Aku yang memancingnya sampai kami bertengkar hebat untuk pertama kalinya. Semua disebabkan aku yang iri dengan pencapaiannya. Iri dengan semua yang diraih. Dan seharusnya itu aku yang berada di posisinya karena aku bekerja lebih dulu disini. Aku dengan segala hasil kerjaku yang seharusnya berada diposisinya sekarang.

“Aku pulang aja deh.” Yunho bangun dari sofa. Memberesi semua barang-barang bawaannya. “Kamu sama aku butuh waktu untuk dinginin kepala kita. Besok aku jemput dan kita omongin lagi kalo udah sama-sama dingin.”

Aku mendekap erat bantal yang ada dipelukanku. “Kamu gak usah jemput aku. Aku gak mau ketemu dulu sama kamu.”

Tangannya yang hendak mengambil kunci mobilnya yang dia gantung tempat kunci terhenti. “Ini kita kenapa sih?” tanyanya. “Aku gak punya kuasa buat mindah-mindahin jabatan! Aku sama kayak kamu juga jadi kacung disana!” marahnya.

“Pernah aku minta buat naik jabatan ke Bos? Enggak! Aku kerja, ngikutin perintah dia. Dia mungkin ngerasa kalo kinerja aku pantes buat dapet ini, ya aku terima aja. Sekarang dimana salahnya?”

Aku diam. Keadaan akan makin buruk. Yunho gak pernah semarah ini dan kami belum pernah bertengkar sehebat ini.

“Sekarang maunya gimana?” Tipikal Yunho. Dia gak akan pergi sebelum semuanya selesai. At least sampai ada kejelasan. “Aku nolak promosi ini?” tanyanya.

“Kamu bakal ngelakuin kalo aku minta?”

“Enggak.” Jawabnya lugas.

“Yaudah kalo gitu kita putus aja.” ucapku.

Raut kaget nampak di wajahnya. “Nggak usah bercanda.”

Aku bangun dari sofa dan berjalan menuju dapur. Aku tau kalau Yunho juga mengikutiku. “Aku serius.”

“Kenapa?” tanyanya. “Karena aku atasan kamu dan kamu gak mau jadi bawahan pacar kamu?”

Aku duduk di kursi bar sembari menuang air ke gelas. “Pacaran bikin aku susah fokus.” elakku. “Aku harus fokus biar gak ketinggalan.”

Dia mendengus. “Nggak ada yang percaya alasan sebodoh itu.
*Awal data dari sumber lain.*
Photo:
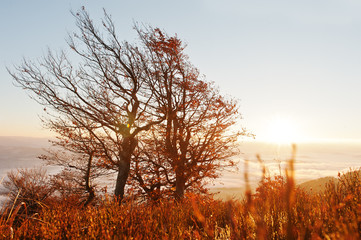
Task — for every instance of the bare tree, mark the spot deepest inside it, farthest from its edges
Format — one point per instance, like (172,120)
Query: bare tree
(109,90)
(196,140)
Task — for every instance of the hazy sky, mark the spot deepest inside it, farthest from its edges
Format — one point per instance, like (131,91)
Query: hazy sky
(295,64)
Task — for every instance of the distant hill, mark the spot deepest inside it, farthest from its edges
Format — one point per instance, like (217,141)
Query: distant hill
(317,185)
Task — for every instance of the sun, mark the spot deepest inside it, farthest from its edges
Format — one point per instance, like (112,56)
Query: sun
(282,130)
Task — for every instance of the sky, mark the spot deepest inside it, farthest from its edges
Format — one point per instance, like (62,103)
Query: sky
(293,65)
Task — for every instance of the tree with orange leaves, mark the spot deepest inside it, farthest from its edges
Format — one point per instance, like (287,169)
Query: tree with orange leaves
(134,106)
(196,141)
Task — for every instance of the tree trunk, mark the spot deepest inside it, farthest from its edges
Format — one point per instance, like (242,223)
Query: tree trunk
(89,188)
(128,146)
(123,173)
(179,185)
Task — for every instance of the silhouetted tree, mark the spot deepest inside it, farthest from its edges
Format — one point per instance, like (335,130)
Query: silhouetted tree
(109,90)
(196,140)
(104,108)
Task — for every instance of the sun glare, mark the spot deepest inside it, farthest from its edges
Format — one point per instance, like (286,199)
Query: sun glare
(281,130)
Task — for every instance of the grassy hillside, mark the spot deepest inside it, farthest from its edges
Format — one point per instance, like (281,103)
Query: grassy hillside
(276,210)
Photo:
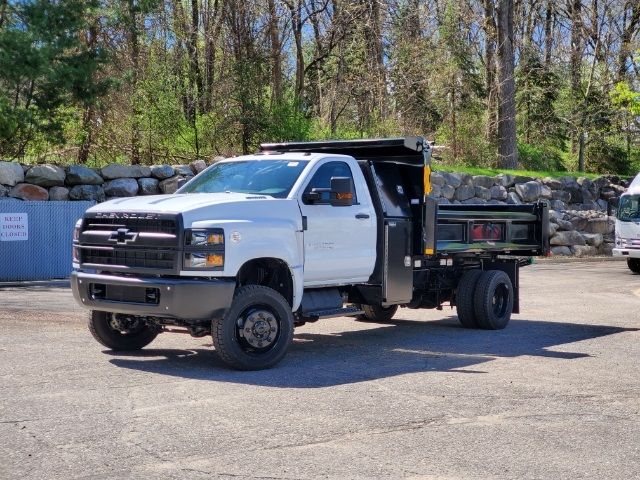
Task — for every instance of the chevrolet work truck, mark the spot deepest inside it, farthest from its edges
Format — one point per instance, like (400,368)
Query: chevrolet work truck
(259,244)
(628,226)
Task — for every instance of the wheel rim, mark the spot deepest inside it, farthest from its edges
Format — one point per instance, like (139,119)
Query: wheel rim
(500,300)
(258,329)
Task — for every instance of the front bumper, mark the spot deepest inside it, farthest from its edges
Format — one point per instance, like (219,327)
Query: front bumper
(171,297)
(626,252)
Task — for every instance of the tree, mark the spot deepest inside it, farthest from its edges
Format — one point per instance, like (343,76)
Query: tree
(44,66)
(507,147)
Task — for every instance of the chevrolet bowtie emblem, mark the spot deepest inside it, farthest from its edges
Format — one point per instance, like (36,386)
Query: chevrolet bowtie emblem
(123,235)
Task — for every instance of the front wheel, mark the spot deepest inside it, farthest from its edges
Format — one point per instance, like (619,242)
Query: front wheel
(256,331)
(118,332)
(634,264)
(493,300)
(377,313)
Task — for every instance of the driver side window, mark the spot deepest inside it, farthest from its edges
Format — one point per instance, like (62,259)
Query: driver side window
(322,179)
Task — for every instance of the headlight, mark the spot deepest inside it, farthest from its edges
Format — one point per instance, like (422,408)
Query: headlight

Termasuk kamu sendiri.” Lalu dia pergi meninggalkanku dengan kartu akses dan kunci apartemenku diatas meja makan.

Yang aku harapkan dari percakapan tadi adalah Yunho yang kembali dan memohon agar hubungan kita tidak berakhir. Kemudian aku tertawa miris. Sekali lagi aku mengenalnya dengan baik. Yunho tidak akan kembali begitu kata putus terucap diantara kita. Egonya terlalu tinggi untuk mengemis kembali padaku.

Aku duduk terdiam di meja bar. Perlahan air mataku turun. Suara bantingan pintu saat Yunho keluar masih terngiang di telingaku. Rasa sakit dan sesak tiba-tiba menyusup ke dalam dadaku. Aku yang memutuskannya kenapa aku yang harus merasakan ini. Harusnya aku baik-baik saja. Dan perasaan menyesal menyelimutiku.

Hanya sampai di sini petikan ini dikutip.